Provide the units of measurement for the variable in one of the following ways:
    1. Immediately below the Column Name as a next row or immediately adjacent to the Row Name as next column; and/or
    2. Only in the CSV Data Dictionary (CSV_dd.csv)

Insert "N/A" when units aren't applicable.

Report and define additional information on units in the CSV Data Dictionary (CSV_dd.csv).

Represent data with units of measurement approved by the International System of Units (SI) or derived units (e.g., degree Celsius). Non-SI units are accepted for use and should be defined and referenced in the CSV Data Dictionary (CSV_dd.csv).

Example with units on a second row in the data matrix. Visualized in Excel.


Field structure

Consistent Values

All data within the Column or Row must use the same units of measurement. Do not mix text and numeric data within the same Column or Row.

Example of inconsistent values. The highlighted cells are inconsistent within the column by mixing in text and symbols. Visualized in Excel.


Missing Value Codes

All cells in the data matrix must have a value. Cells with missing data are represented with Missing Value Codes.

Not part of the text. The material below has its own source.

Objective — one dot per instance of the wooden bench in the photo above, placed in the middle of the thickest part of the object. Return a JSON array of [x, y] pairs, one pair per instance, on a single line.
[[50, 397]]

For Columns or Rows containing numeric data, use "-9999" as the Missing Value Code (or modify to match significant figures given the data). For Columns or Rows containing character data, use "N/A" as the missing value code. Missing values must be represented by values that can never be construed as actual data and must be consistent across variables.

Report all Missing Value Codes in the File-level Metadata whether following the reporting format guidance or using different Missing Value Codes.

Example of using Missing Value Codes in highlighted cells. Visualized in Excel.


Temporal Data

Temporal data can be entered as date only following the ISO 8601 standard (YYYY-MM-DD) and completed to known precision (e.g. YYYY-MM, YYYY). Time is not required, but all times must be preceded by a date if reported in the same field. If date and time are split between two fields, call one "date" and the other "time".

Times must be reported in Coordinated Universal Time (UTC) (YYYY-MM-DD hh:mm:ss) (use of "Z" and "T" characters are unnecessary) or Local Standard Time reporting offset or time zone in the File-level Metadata. Do not report time using Daylight Savings Time. Complete times to known precision (e.g. YYYY-MM-DD hh).

For timestamped data reported as intervals, specify the interval in the Column or Row Name or in CSV Data Dictionary (CSV_dd).

Temporal data using different data standards can be provided as a separate variable (i.e., in an adjacent column) but only in addition to UTC format or Local Standard Time.

In cases where the entire file consists of temporal data collected at a single date and time, the date and time must be reported in the File-level Metadata.


Temporal Data Range

Present the range timestamped data as paired columns or rows for start and stop times (e.g., "dateTime_start" and "dateTime_end" or "time_start" and "time_end").

The Column or Row Names for timestamped data that are given as a range should specify if the measurement is the start, stop, or midpoint value, or be explained in the CSV Data Dictionary (CSV_dd).


Spatial Data

Provide all geographic coordinates in WGS84 decimal format. Provide latitude and longitude as separate variables (i.e., in an adjacent field). For geolocated records, each row in the data matrix must contain coordinates.

Spatial data using different standards can be provided as a separate variable (i.e., in an adjacent field) but only in addition to WGS84 decimal format.

In cases where the data file does not include geographic coordinates for each Column or Row in the data matrix and the entire file consists of measurements collected at a single location, the geographic coordinates must be reported in the File-level Metadata either as a single point location or bounding box.